1. The Chairman shall appoint a three (3) person committee of Board members to the Nominating Committee for the purpose of nominating new Board members, and nominating individuals to be the Chairperson, Vice Chairperson, Secretary and Treasurer. The Nominating Committee shall be selected by June 30 of each year.

2. There shall be a Finance Committee that shall be made up of the Chairman, the Vice Chairman, Treasurer and a fourth person appointed by the Chairman.

3. In addition, the Chairman may appoint ad hoc committees on an as-needed basis.

I. Powers of Directors.

1. Administration. The Foundation Board shall elect Executive Officers and provide input for the hiring of staff to run the affairs of the Foundation.

2. Manage Funds. The Foundation Board shall manage and invest its assets in a manner to generate reasonable earnings.

3. Distribute Funds. The Foundation Board shall distribute funds pursuant to its By-Laws and as so determined by the Members of the Foundation Board.

4. Expense Management. The Foundation Board shall exercise sufficient management oversight to assure that the Foundation is self-sufficient in funding of its own operating expenses.

ARTICLE IV – BEQUESTS

The Foundation recognizes that memoriams, testamentary bequests and devises, either through Wills or Trusts may name as a beneficiary, the Foundation. It is the intent of the Foundation that such bequests and gifts should, effective immediately upon adoption of these By-Laws, be added to the Foundation funds and administered by the Foundation Board.

ARTICLE V – LIABILITY OF MEMBERS

The Members of this Foundation Board shall not be personally liable for money damages for any statement, vote, decision or failure to take an action, or for debts, liabilities, or other obligations for this Foundation unless:

A. The Member's breach of, or failure to perform constitutes:

1. A violation of the criminal law, unless the Member had reasonable cause to believe such Member's conduct was lawful;

2. A transaction from which the Member derived an improper personal benefit, either directly or indirectly; or

3. Recklessness or an act or omission which was committed in bad faith or with malicious purpose or in a manner exhibiting wanton and willful disregard of human rights, safety or property.

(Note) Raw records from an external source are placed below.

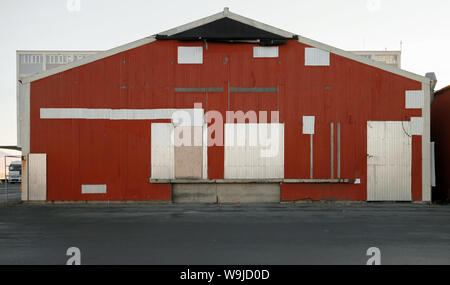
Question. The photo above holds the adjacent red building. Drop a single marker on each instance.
(338, 126)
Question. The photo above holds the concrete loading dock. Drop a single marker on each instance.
(342, 127)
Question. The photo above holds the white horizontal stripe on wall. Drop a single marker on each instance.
(93, 189)
(316, 57)
(265, 52)
(414, 99)
(183, 117)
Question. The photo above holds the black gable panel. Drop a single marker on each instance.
(224, 29)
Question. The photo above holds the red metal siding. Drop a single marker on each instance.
(117, 153)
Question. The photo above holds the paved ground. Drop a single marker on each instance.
(12, 191)
(214, 234)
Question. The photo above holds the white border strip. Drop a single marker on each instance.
(189, 117)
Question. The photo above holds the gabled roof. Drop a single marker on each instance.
(227, 26)
(213, 27)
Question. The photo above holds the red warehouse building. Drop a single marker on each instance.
(225, 109)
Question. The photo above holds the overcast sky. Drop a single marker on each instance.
(422, 25)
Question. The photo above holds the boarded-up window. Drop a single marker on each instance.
(254, 151)
(190, 55)
(316, 57)
(188, 153)
(308, 125)
(162, 152)
(265, 52)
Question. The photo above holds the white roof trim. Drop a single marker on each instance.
(226, 13)
(361, 59)
(88, 59)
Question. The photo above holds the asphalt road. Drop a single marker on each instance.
(233, 234)
(10, 192)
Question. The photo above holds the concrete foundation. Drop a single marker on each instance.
(226, 193)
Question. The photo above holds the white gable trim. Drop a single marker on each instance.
(88, 59)
(227, 14)
(366, 61)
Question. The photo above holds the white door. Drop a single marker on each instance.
(388, 161)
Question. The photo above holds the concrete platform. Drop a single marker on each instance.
(226, 193)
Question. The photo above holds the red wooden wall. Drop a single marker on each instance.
(117, 153)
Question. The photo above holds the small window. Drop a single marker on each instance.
(190, 55)
(316, 57)
(265, 52)
(308, 125)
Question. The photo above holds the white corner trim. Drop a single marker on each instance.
(426, 155)
(88, 59)
(414, 99)
(417, 126)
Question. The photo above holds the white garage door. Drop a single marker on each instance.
(388, 161)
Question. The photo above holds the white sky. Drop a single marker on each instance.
(422, 25)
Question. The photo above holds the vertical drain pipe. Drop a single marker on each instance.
(332, 149)
(311, 157)
(339, 151)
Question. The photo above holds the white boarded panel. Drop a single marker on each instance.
(417, 126)
(388, 162)
(308, 125)
(190, 55)
(265, 52)
(414, 99)
(162, 151)
(316, 57)
(93, 189)
(254, 151)
(37, 177)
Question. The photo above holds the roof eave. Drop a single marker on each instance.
(361, 59)
(86, 60)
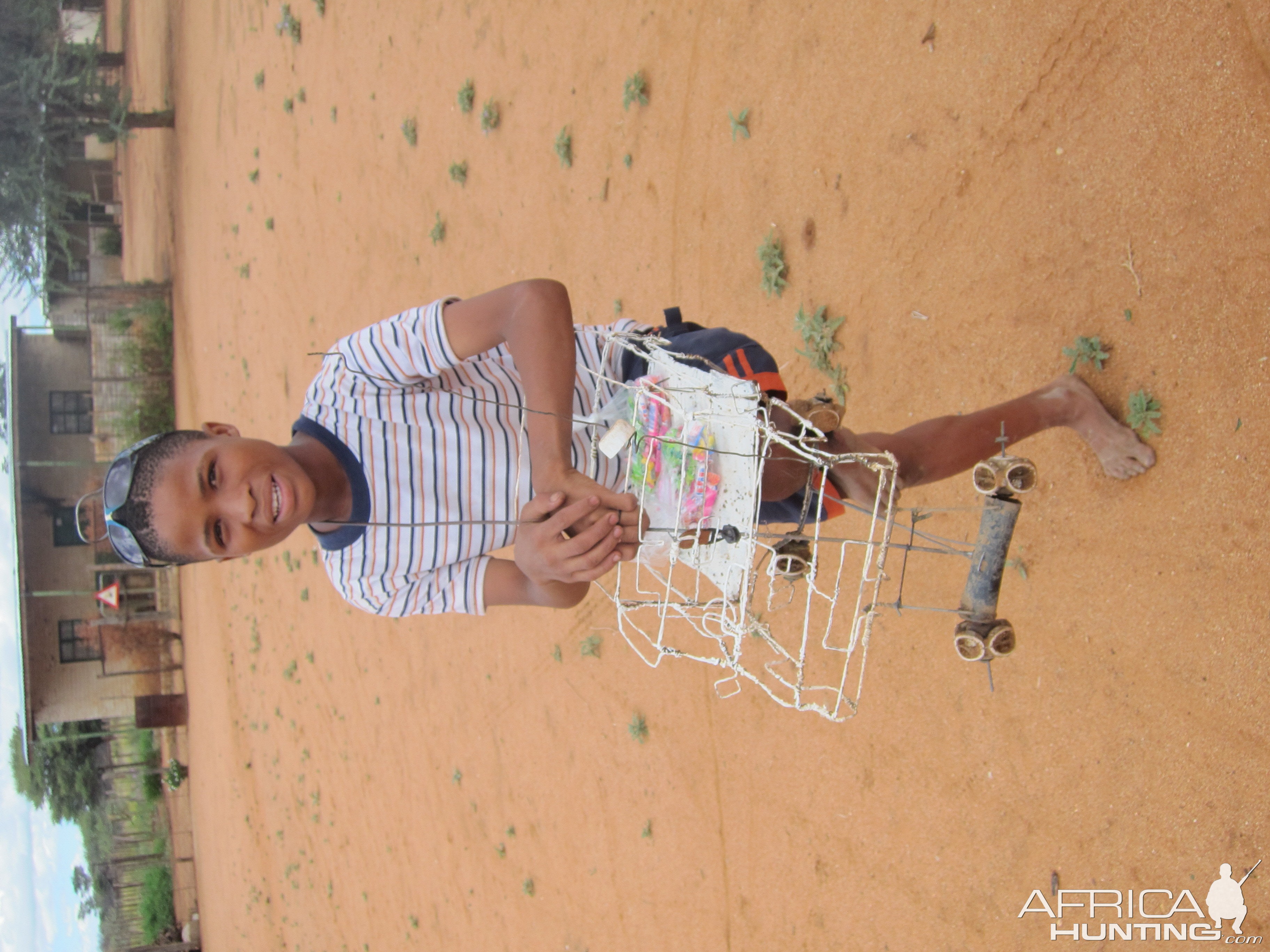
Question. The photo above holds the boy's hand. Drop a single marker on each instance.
(577, 488)
(545, 556)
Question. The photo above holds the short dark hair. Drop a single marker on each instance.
(136, 512)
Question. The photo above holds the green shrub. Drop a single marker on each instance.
(148, 358)
(151, 786)
(157, 909)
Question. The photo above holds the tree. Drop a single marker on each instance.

B. The Board may vote to buy errors and omissions insurance to insure the Board members.

ARTICLE VI – COMPENSATION

The Members of the Foundation Board shall serve without compensation.

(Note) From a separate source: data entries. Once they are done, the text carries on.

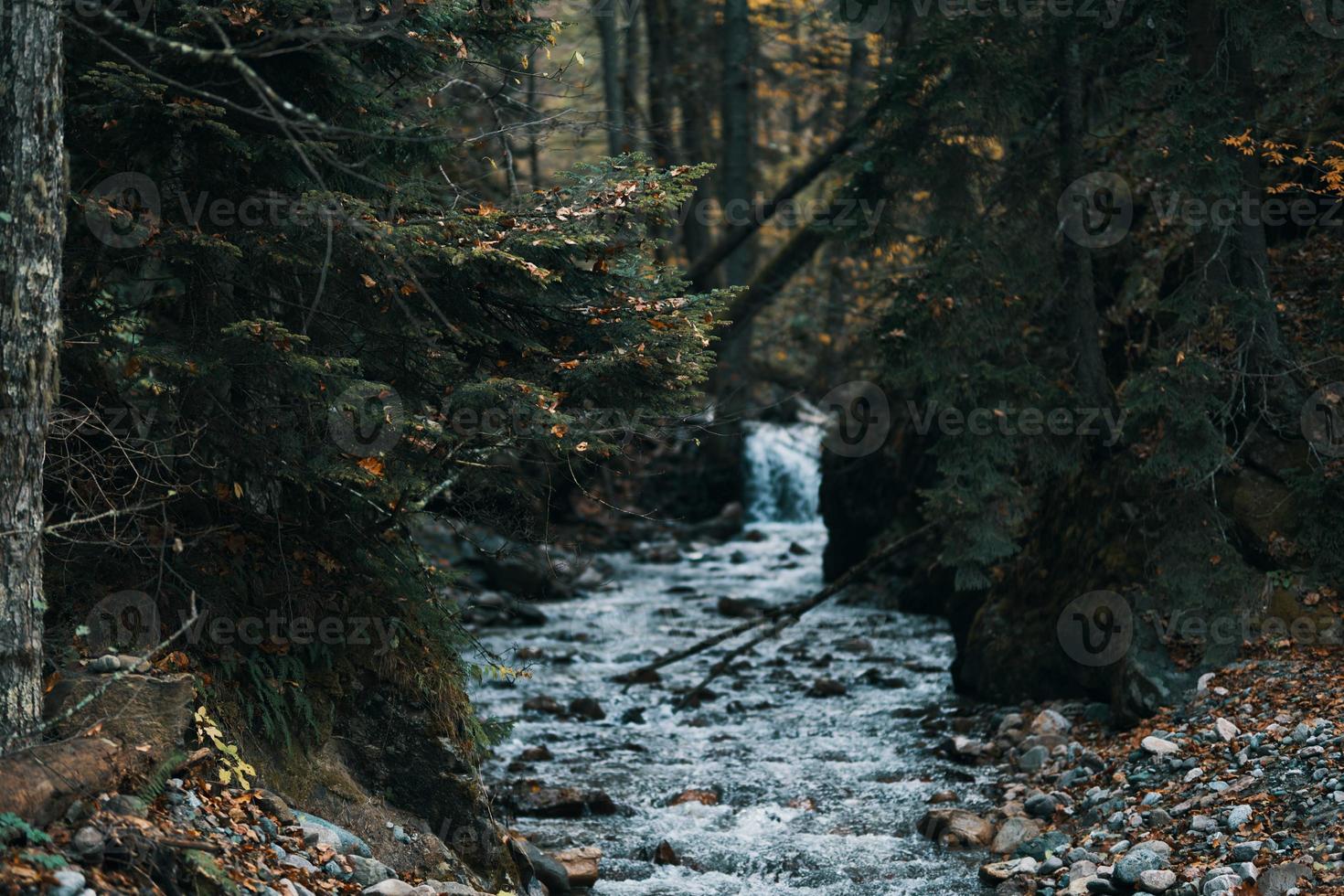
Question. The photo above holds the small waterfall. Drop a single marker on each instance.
(783, 472)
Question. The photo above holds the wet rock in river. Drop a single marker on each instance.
(697, 795)
(581, 864)
(955, 829)
(664, 855)
(1012, 835)
(588, 709)
(877, 678)
(827, 688)
(537, 753)
(543, 703)
(534, 798)
(855, 645)
(742, 607)
(545, 868)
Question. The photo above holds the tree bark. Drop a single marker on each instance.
(33, 192)
(613, 96)
(695, 116)
(1083, 321)
(738, 134)
(661, 37)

ARTICLE VII – CONFLICT OF INTEREST

Any Member who has a conflict of interest on any matter before the Board shall abstain from participating in that portion of the Board meeting. The Member's will sign an Agreed Conflict of Interest policy that shall outline each member's duties and considerations regarding potential conflicts of interest.

ARTICLE VIII – AMENDMENTS

Amendments to the Foundation By-Laws require a two-thirds affirmative vote of all the Foundation Board Members.

ARTICLE IX – MISCELLANEOUS

A. Definition. The masculine gender is used when the reference of a pronoun may include male or female persons, and the singular masculine pronoun is used when referring to any individual, regardless of sex or number.

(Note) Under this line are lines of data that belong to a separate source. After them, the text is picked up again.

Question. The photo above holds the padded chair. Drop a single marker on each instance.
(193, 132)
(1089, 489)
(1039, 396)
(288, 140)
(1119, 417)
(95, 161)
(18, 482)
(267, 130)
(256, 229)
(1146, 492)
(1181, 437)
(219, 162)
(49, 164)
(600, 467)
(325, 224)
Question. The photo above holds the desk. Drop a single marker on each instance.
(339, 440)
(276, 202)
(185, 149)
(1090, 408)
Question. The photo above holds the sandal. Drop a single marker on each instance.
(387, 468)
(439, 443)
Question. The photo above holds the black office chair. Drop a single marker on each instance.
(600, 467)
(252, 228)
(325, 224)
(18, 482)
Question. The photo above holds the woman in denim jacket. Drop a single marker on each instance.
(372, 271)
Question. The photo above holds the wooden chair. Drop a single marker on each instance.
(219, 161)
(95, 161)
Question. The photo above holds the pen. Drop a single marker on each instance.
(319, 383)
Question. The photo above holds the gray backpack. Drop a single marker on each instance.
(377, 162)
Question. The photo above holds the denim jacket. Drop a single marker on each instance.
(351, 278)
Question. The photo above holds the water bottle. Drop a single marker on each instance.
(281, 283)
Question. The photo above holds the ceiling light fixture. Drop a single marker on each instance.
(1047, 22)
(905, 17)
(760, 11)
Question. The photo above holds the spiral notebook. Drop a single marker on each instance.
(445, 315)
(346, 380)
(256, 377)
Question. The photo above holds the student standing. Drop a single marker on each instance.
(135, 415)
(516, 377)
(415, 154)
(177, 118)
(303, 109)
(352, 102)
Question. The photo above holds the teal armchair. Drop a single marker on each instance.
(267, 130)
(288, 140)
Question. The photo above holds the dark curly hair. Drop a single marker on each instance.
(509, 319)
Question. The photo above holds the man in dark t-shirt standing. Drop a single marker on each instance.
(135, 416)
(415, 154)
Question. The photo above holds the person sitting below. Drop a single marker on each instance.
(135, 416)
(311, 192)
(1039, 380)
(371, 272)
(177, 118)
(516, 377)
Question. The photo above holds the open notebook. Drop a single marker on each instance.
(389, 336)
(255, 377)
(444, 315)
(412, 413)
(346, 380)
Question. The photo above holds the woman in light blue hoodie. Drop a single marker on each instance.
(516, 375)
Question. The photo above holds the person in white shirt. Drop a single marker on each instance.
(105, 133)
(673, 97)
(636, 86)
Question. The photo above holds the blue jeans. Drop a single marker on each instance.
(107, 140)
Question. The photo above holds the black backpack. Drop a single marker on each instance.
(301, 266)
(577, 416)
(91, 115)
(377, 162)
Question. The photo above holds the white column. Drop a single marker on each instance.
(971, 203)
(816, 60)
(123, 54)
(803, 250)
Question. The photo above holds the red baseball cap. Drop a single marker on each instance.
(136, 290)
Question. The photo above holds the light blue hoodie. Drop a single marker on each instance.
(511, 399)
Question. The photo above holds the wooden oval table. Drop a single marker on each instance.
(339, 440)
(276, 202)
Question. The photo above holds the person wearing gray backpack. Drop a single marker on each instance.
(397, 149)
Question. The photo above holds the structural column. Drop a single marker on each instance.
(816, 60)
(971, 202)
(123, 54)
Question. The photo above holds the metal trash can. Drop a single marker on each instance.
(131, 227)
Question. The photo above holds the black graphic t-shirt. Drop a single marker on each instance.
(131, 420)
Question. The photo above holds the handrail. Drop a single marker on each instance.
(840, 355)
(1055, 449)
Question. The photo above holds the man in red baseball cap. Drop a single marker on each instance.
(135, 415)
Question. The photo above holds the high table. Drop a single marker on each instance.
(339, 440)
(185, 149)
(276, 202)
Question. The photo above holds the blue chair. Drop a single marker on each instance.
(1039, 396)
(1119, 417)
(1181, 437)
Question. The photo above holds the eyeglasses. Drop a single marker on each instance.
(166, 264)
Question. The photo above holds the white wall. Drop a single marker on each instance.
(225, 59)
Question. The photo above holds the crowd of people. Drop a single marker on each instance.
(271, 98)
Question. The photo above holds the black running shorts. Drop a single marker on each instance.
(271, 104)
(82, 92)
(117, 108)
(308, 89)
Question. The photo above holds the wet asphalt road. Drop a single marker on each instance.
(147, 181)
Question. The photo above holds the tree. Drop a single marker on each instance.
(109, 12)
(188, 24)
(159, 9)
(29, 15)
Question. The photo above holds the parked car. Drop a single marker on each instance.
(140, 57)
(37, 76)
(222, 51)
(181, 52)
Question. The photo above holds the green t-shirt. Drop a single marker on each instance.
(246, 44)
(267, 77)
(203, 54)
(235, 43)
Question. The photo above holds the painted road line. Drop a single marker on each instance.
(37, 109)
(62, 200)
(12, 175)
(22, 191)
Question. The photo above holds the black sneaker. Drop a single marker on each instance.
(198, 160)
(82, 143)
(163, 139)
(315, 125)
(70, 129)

B. Section Headings. The section headings or designations used throughout these By-Laws have been inserted solely for convenience and shall in no way be taken to limit or extend the natural construction or meaning of the language employed within the section and paragraph.

ARTICLE X – DISSOLUTION

Upon the dissolution of the organization, assets shall be distributed for one or more exempt purposes within the meaning of section 501c3 of the Internal Revenue Code, or corresponding section of any future federal tax code, or shall be distributed to the federal government, or to a state or local government, for a public purpose. Any such assets not disposed of shall be disposed of by the Circuit Court of the county in which the principal office of the organization is then located, exclusively for such purposes or to such organization or organizations as said Court shall determine, which are organized and operated exclusively for such purposes.

These By-Laws were approved by a vote of the Board this _______ day of ______________, 2021.